With the rapid deployment of integrated digital networks, there is a vast demand for higher speed and more sophisiticated devices to run these networks. This paper examines one aspect of the developments required to meet this demand, that of the design and implementation of a new specifialised communications processor.

Cisco has traditionally been a user of off-the-shelf processors (including Communication Processors), but it has been clear with the growing demand for faster and more powerful switches that developing Cisco's own Communication Processor would be the only way of delivering products that met the challenge. This presentation describes the result of this effort from a technical viewpoint, officially known as PXF (Parallel eXpress Forwarder), but nicknamed Toaster (which is a lot easier to say).

The architecture of the processor is described, highlighting areas where the processor was specifically tailored for processing packets, and showing how such a processor differs significantly from typical CPUs. The challenges of building such a processor are described, and some results presented indicating how processing compares to more traditional packet forwarding methods.

New Technologies and Features

There are two basic pressures that exist in the development of new Internet devices; bandwidth and features.

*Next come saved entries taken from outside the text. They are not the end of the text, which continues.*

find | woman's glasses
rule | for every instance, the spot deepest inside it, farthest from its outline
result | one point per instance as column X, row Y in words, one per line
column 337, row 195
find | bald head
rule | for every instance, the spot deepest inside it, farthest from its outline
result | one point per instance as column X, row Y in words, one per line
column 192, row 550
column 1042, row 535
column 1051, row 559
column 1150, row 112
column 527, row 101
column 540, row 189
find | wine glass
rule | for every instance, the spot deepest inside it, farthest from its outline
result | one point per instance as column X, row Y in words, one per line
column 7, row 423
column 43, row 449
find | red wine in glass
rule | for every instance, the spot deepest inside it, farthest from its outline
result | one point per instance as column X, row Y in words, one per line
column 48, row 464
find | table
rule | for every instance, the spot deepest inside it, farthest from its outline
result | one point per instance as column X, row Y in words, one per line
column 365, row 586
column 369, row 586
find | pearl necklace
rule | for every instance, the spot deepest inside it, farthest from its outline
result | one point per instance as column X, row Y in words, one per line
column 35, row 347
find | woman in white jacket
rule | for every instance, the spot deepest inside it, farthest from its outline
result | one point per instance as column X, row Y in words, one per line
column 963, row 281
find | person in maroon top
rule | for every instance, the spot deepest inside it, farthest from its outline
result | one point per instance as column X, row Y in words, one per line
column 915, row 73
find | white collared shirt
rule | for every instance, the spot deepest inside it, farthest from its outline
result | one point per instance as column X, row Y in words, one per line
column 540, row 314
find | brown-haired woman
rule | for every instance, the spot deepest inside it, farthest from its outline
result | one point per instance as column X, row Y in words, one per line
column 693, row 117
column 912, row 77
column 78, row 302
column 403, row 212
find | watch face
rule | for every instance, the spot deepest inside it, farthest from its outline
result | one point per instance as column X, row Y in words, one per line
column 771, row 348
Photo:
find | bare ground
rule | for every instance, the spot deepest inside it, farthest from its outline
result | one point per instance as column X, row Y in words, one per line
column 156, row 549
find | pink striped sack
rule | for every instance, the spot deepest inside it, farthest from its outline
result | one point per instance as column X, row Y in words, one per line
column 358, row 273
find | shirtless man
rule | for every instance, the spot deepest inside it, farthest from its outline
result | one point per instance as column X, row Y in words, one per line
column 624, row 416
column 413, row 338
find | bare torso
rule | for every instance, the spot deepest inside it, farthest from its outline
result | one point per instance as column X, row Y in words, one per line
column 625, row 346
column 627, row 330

The bandwidth pressure stems from the large scale deployment of Internet related communications using new (xDSL) and existing technologies (ISDN), and from the deployment of newer technologies such as:

Gigabit Ethernet. Newer laser and fibre optic technology now allows Gigabit Ethernet to operate at distances upwards of 70 or 80 Kms. Gigabit ethernet is now being used as high speed uplinks for service providers and enterprise organisations, as well as high speed trunks within a building. The ubiquitous nature of ethernet and the ease of interconnection has created an infrastructure that will seamlessly operate across 3 orders of bandwidth magnitude (from 10MBit/s up to 10GBi/ts).
Fibre optic. The reselling and availability of so-called `dark' fibre (i.e fibre optic connections where the customer provides the equipment at each end without an intervening provider dictating the connection protocol) has allowed the deployment of POS (Packet Over Sonet) interconnects at speeds ranging from OC-3 up to OC-192.
Wireless Technology. Higher and higher speeds are now available for wireless operation, and rapid development of new protocols for metropolitan area wireless networking and the emergence of devices that incorporate wireless technology will accelerate this market.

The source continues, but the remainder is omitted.